Local nurseries are a great source of advice. I’ve heard complaints that they’re more expensive than buying plants and other gardening supplies at your local franchise home and building supply store such as Home Depot and Lowe’s. While this may be true, your locally-owned nursery always offers something the big box suppliers don’t: first-hand, experienced information specific to your area. (Full disclosure: We once encountered a very knowledgeable store clerk in the nursery section of one of those big box stores, someone who was obviously an experienced gardener who could speak to soil conditions, natural growing techniques, and the best varieties for our region. Fuller disclosure: She often recommended we go to our locally-run nursery to buy our plant starts rather than the root-bound, leggy starts that had been trucked hundreds of miles to the store).

So if you’re buying starts from a local nursery, talk up the employees. Sure, you can ask for the usual “how-to-grow” and “what-variety-is-best” advice. But also ask them when the plants were started, what the growing medium is, and when you should expect to set them out in the garden. Ask about the best way to harden off the plants you purchase. Ask them if they’ve used any fertilizers (organic, of course) or soil amendments. Ask them how long you should wait until you add any fertilizer after setting out plants. Ask about their water needs.

When choosing nursery stock, take precautions. Is the plant root bound? Are the roots circling inside the pot and pushing out the bottom? These starts are best avoided. Check the plants for damage including broken or dented stems, brown and broken leaves, or twisted, misshapen central stems. Look for signs of disease including black spots on leaves (be sure to check the undersides) and brown or black areas on the stem near the soil.

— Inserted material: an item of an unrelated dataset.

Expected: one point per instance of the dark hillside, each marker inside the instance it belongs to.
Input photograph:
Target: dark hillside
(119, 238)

You know what a leggy plant looks like. Legginess, as does being root-bound, indicates a plant that was started too early, grown with too little light, or has spent too much time in its starting pot. Avoid these as well. Avoid pots that have more than one plant growing from them. Multiple starts in a single pot may seem like a bargain but they’re also stunted from crowding (which encourages legginess) and have developed fewer leaves. Worse, their roots are probably tangled. Separating them will set the plant back or kill it.

Here’s some good reading on choosing healthy plant starts.

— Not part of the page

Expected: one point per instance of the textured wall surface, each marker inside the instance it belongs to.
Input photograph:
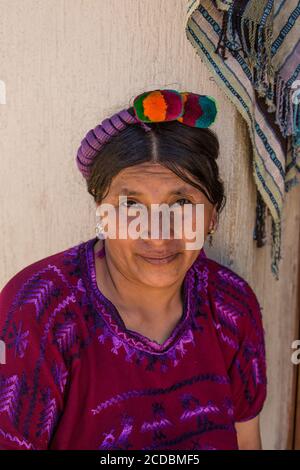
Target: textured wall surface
(68, 64)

If you’re going into a nursery to buy starts, go in with a plan. I can’t tell you how many times I’ve gone into a nursery and purchased plants, often far more than I needed, on impulse. I’ve also let my emotions play a role in plant selection, seeing plants that need “rescue,” when in reality they will just cause grief. This is akin to being attracted to the runt of a puppy litter. Let me tell you . . . it’s much easier to rehabilitate a puppy and end up with a big, healthy dog than it is to revive a sickly tomato start. And even if you do manage to bring that tomato plant into healthy adulthood, the set back it’s had will make it more vulnerable to pests and disease. It will also be slower to mature. During garden season, the clock is always ticking.

So let’s reiterate one point. While there are a growing number of nurseries and gardening stores offering organic plant starts, the best plant starts are grown at home. And there’s one thing you can’t get from a nursery-purchased start: the reward and satisfaction of knowing you did it yourself.